Sepeninggal Muhammad ibn Sa’ud, anak dan keturunannya yang telah menjadi penguasa di Saudi Arabia terus memberikan dukungan dan ikut mengembangkan paham Muhammad Abd al-Wahhab. Bahkan, meskipun kerajaan Saudi Arabia telah mengalami pasang surut dan di antara para penguasanya telah dihukum mati oleh kerjaan Usmani, paham Muhammad ibn Abd al-Wahhab tetap berjaya di sana. Begitu pula setelah tokohnya sendiri wafat pada tahun 1206/1795 M), paham tersebut telah memiliki kedudukan yang kuat di tanah suci, baik dari segi penerimaan oleh masyarakat Muslim di sana maupun dari segi politik.

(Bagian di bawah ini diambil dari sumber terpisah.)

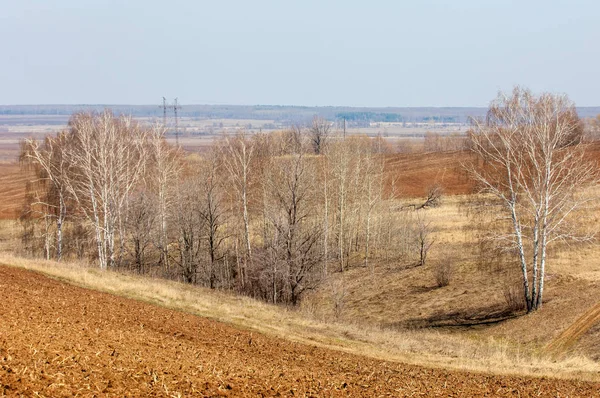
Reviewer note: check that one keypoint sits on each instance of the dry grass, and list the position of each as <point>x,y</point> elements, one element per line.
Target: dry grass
<point>424,347</point>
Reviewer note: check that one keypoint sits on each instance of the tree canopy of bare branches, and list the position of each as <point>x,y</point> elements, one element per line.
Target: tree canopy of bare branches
<point>531,159</point>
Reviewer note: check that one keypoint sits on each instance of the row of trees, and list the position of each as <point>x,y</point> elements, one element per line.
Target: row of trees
<point>269,214</point>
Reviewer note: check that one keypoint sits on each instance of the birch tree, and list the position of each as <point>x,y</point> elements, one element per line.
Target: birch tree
<point>238,154</point>
<point>532,161</point>
<point>51,166</point>
<point>107,159</point>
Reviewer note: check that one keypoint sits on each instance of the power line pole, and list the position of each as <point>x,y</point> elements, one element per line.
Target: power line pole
<point>175,108</point>
<point>164,112</point>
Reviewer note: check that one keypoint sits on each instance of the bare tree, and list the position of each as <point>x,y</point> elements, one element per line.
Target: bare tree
<point>212,213</point>
<point>164,169</point>
<point>238,154</point>
<point>319,134</point>
<point>532,161</point>
<point>422,233</point>
<point>107,158</point>
<point>50,163</point>
<point>291,185</point>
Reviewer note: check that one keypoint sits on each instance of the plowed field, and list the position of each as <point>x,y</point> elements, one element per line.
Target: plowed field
<point>60,340</point>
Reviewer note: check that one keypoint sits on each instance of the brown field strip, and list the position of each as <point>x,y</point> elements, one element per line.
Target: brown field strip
<point>60,340</point>
<point>12,190</point>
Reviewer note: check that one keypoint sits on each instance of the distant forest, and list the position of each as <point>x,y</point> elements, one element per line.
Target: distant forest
<point>284,114</point>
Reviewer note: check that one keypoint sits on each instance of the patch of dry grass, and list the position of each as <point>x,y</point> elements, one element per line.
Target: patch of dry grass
<point>424,347</point>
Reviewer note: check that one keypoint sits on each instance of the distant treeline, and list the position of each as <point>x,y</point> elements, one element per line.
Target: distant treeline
<point>279,113</point>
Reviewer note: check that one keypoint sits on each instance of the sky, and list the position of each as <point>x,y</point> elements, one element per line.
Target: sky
<point>308,52</point>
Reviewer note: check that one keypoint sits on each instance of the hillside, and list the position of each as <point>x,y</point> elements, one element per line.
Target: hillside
<point>90,343</point>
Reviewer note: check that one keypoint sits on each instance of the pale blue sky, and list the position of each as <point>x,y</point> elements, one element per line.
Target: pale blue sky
<point>356,53</point>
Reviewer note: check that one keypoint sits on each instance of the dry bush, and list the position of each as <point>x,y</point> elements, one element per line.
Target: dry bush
<point>443,270</point>
<point>512,289</point>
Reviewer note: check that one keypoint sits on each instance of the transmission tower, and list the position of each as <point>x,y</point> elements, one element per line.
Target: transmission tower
<point>164,112</point>
<point>176,107</point>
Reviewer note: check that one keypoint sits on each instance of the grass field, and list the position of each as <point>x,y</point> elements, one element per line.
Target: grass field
<point>402,317</point>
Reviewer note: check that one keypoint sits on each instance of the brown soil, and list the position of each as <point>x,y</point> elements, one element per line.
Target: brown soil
<point>13,183</point>
<point>573,333</point>
<point>60,340</point>
<point>416,172</point>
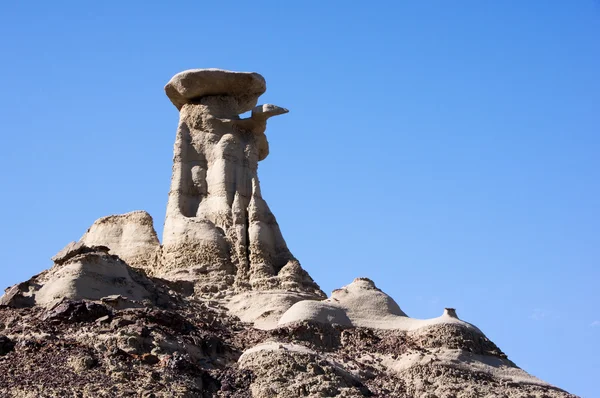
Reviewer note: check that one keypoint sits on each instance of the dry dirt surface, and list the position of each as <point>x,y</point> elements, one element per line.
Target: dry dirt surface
<point>192,348</point>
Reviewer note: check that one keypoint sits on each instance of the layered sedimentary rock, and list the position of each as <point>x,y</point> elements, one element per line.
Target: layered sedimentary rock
<point>83,272</point>
<point>131,236</point>
<point>218,228</point>
<point>222,308</point>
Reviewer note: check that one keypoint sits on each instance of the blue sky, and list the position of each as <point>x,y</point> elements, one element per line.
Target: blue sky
<point>447,150</point>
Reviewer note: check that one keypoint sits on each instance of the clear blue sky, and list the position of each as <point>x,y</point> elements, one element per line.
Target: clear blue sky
<point>448,150</point>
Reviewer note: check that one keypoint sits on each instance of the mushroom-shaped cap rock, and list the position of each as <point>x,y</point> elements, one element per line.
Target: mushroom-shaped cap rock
<point>193,84</point>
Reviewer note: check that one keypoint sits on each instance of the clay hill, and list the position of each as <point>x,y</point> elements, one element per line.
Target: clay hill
<point>222,308</point>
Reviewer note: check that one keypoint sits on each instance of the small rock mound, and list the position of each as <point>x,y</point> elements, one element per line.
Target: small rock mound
<point>131,236</point>
<point>82,272</point>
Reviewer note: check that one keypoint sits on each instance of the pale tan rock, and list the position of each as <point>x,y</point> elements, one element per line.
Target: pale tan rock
<point>264,308</point>
<point>191,85</point>
<point>362,304</point>
<point>218,229</point>
<point>80,273</point>
<point>131,236</point>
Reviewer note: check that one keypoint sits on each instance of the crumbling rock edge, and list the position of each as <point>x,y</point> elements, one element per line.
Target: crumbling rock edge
<point>222,307</point>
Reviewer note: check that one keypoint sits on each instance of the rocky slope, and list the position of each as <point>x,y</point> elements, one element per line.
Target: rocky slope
<point>222,308</point>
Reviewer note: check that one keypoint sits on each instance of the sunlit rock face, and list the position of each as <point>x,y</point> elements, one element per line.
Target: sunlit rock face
<point>219,231</point>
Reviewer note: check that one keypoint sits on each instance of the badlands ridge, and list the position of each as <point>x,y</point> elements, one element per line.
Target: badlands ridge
<point>221,307</point>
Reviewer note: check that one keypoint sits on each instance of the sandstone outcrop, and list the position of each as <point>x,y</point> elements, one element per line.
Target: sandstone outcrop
<point>221,307</point>
<point>131,236</point>
<point>83,272</point>
<point>218,228</point>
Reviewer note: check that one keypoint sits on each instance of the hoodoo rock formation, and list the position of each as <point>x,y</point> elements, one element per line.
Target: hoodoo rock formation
<point>221,307</point>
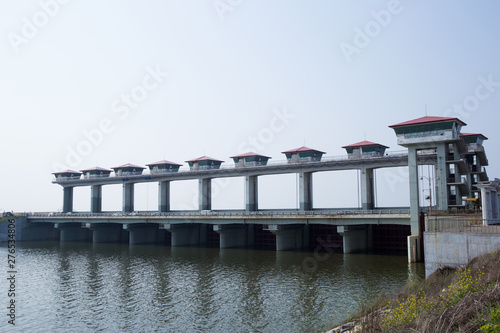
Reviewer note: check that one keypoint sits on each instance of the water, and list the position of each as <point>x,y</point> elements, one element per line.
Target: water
<point>82,287</point>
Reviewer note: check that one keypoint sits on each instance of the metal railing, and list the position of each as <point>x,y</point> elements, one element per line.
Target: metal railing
<point>206,213</point>
<point>187,169</point>
<point>462,224</point>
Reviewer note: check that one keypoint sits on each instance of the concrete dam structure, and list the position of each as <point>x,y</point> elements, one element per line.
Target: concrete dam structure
<point>458,161</point>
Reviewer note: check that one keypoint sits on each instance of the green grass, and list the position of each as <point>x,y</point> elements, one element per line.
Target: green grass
<point>465,299</point>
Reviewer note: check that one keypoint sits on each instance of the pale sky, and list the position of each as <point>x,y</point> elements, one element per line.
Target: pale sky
<point>86,83</point>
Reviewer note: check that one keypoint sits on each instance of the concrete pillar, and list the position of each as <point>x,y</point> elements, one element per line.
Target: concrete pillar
<point>356,238</point>
<point>414,192</point>
<point>441,178</point>
<point>72,232</point>
<point>290,236</point>
<point>234,235</point>
<point>164,196</point>
<point>205,193</point>
<point>105,232</point>
<point>251,193</point>
<point>367,189</point>
<point>96,199</point>
<point>414,248</point>
<point>67,199</point>
<point>128,197</point>
<point>142,233</point>
<point>458,176</point>
<point>305,191</point>
<point>187,234</point>
<point>486,204</point>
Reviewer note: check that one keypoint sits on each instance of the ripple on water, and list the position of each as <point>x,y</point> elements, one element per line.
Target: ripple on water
<point>112,288</point>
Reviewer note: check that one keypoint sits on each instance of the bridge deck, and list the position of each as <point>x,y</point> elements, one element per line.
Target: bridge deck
<point>348,217</point>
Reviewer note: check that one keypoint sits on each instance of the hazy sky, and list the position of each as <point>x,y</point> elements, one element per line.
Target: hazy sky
<point>86,83</point>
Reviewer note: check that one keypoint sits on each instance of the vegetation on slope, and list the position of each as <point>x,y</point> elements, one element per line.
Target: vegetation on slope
<point>464,299</point>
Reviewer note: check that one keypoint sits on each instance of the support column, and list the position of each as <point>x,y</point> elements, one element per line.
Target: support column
<point>356,238</point>
<point>305,191</point>
<point>106,232</point>
<point>205,193</point>
<point>414,204</point>
<point>164,196</point>
<point>187,234</point>
<point>96,199</point>
<point>234,235</point>
<point>67,199</point>
<point>367,192</point>
<point>290,237</point>
<point>142,233</point>
<point>458,176</point>
<point>441,178</point>
<point>128,197</point>
<point>414,192</point>
<point>72,232</point>
<point>251,194</point>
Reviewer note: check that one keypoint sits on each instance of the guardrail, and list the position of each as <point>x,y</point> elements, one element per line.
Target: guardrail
<point>223,214</point>
<point>185,169</point>
<point>459,224</point>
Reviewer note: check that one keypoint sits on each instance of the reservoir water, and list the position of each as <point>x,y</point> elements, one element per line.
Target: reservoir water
<point>85,287</point>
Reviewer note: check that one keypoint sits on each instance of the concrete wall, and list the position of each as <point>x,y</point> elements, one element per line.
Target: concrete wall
<point>454,249</point>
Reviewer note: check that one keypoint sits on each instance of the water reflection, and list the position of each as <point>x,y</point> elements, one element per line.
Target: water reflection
<point>114,287</point>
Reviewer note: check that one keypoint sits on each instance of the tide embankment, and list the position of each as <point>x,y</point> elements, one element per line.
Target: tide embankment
<point>452,299</point>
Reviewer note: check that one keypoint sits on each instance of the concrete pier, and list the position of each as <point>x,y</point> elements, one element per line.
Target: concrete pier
<point>67,199</point>
<point>356,238</point>
<point>73,232</point>
<point>305,191</point>
<point>290,237</point>
<point>441,178</point>
<point>142,233</point>
<point>367,191</point>
<point>96,199</point>
<point>128,197</point>
<point>205,193</point>
<point>105,232</point>
<point>187,234</point>
<point>164,196</point>
<point>251,193</point>
<point>234,235</point>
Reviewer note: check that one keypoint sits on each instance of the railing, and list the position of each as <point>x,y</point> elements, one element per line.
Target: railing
<point>205,213</point>
<point>462,224</point>
<point>187,169</point>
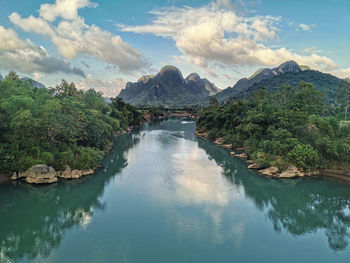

Paham dan gerakan yang berasal dari Muhammad ibn Abd al-Wahhab ini dinamai Wahhabi atau Wahhabiyyah. Namun, nama tersebut, bukan berasal dari pendirinya atau para pengikutnya, melainkan dari pihak lain yang telah menentangnya. Sebenarnya nama Wahhabi atau Wahhabiyyah tersebut tidak tepat, karena nisbahnya bukan kepada pendirinya, tetapi kepada ayahnya yang tidak ada terliobat dalam pengembangan ajaran-ajaran anaknya..Nama yang tepat adalah Muhammadiyyah sesuai dengan nama pendirinya Muhammad ibn Abd al-Wahhab. Namun, mereka sendiri menyebut paham dan gerakan mereka itu dengan muwahhidin, Ahl al-sunnah wa al-Jamū’ah, dan Salafiyah. Alasan mereka mengatakan demikian, ksrena mreka hanya menganut dan mengikuti apa yang telah dianut dan dilakukan oleh Rasulullah SAW, para sahabat, dan para salafussaleh yang mengikutinya. Sistem tarekat (metode) yang mereka ikuti adalah Muhammadan (kata ini dapat menunjuk kepada Muhammad ibn Abd al-Wahhab, tetapi juga bisa mengisyaratkan kepada Nabi Muhammad SAW).(Tim Penulis IAIN Syahid, 2002: 1242)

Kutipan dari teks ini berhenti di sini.